Nowe wytyczne w Google Play, które przedstawiła korporacja, pomogą trochę uporządkować wygląd sklepu z aplikacjami. Konkretniej chodzi o nazwy oraz grafiki, które pojawiają się w Google Play Store. Firma uznała, że koniec z samowolką i praktykami, które mogą wprowadzać użytkowników w błąd. Jeżeli developerzy nie dostosują się do wymogów Google, to ich aplikacje czy gry nie pojawią się w sklepie.
Nowe wytyczne w Google Play – nazwy do zmiany
Google szykuje się do prawdziwych wiosennych porządków, a nowe wytyczne w Google Play są tego dobrym przykładem. Firma niedługo ma wprowadzić w życie nową politykę, która zmienić nie tyle wygląd sklepu, ale to, jak prezentują się w nim poszczególne programy. Niedługo zapomnimy o wszędobylskich wykrzyknikach, ikonach czy emotkach. Będzie czysto i klarownie. Wszystko po to, by użytkownicy mieli łatwiej i prościej, ale głównie dlatego, żeby developerzy nie wprowadzali ich w błąd. Zmiany mają być wprowadzone jeszcze w tym roku, a tak mają wyglądać ich główne założenia.
- Nazwa aplikacji lub gry ograniczona do 30 znaków.
- Zakaz używania słów kluczowych, które m.in. sugerują promocję w tytule, nazwie lub samej ikonie dewelopera.
- Brak elementów graficznych w ikonie aplikacji, które mogą wprowadzać w błąd użytkowników.

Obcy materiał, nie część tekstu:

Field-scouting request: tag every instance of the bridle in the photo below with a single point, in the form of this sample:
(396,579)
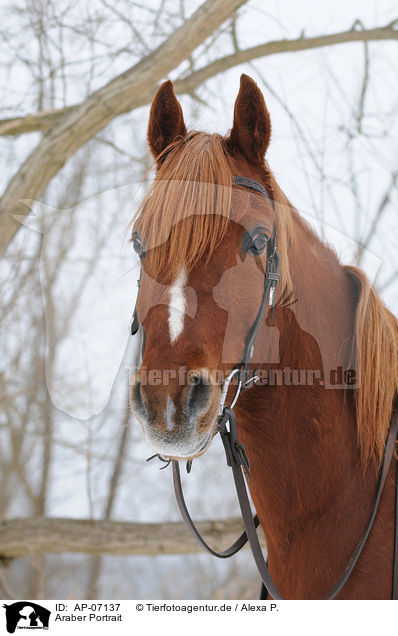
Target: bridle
(237,459)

Zobacz też: Milionowe premie i oburzenie graczy – CD Projekt nie ma chwili wytchnienia.
Google zaprezentowało przy okazji kilka przykładów, jak ma to wyglądać w praktyce. Faktycznie wynik wyjściowy jest znacznie „czystszy” i teraz użytkownikom może być łatwiej wybierać to, co chcą zainstalować na smartfonie czy tablecie. Dodatkowo Google zamierza jeszcze bliżej przyjrzeć się samym opisom aplikacji oraz grafikom, które znajdują się w sklepie. Firma będzie przyglądać się temu, czy opis faktycznie dobrze i dokładnie tłumaczy to, co oferuje dana aplikacja. Google będzie zwracało uwagę także na to, czy w opisach nie pojawiają się słowa takie jak „darmowy” czy „bezpłatny”, a które to nic nie wnoszą, a odciągają uwagę od samej aplikacji. Developerzy, którzy nie będą spełniać nowych wytycznych, mogą zapomnieć o promowaniu aplikacji, a nawet o tym, by ich produkt trafił do Google Play Store.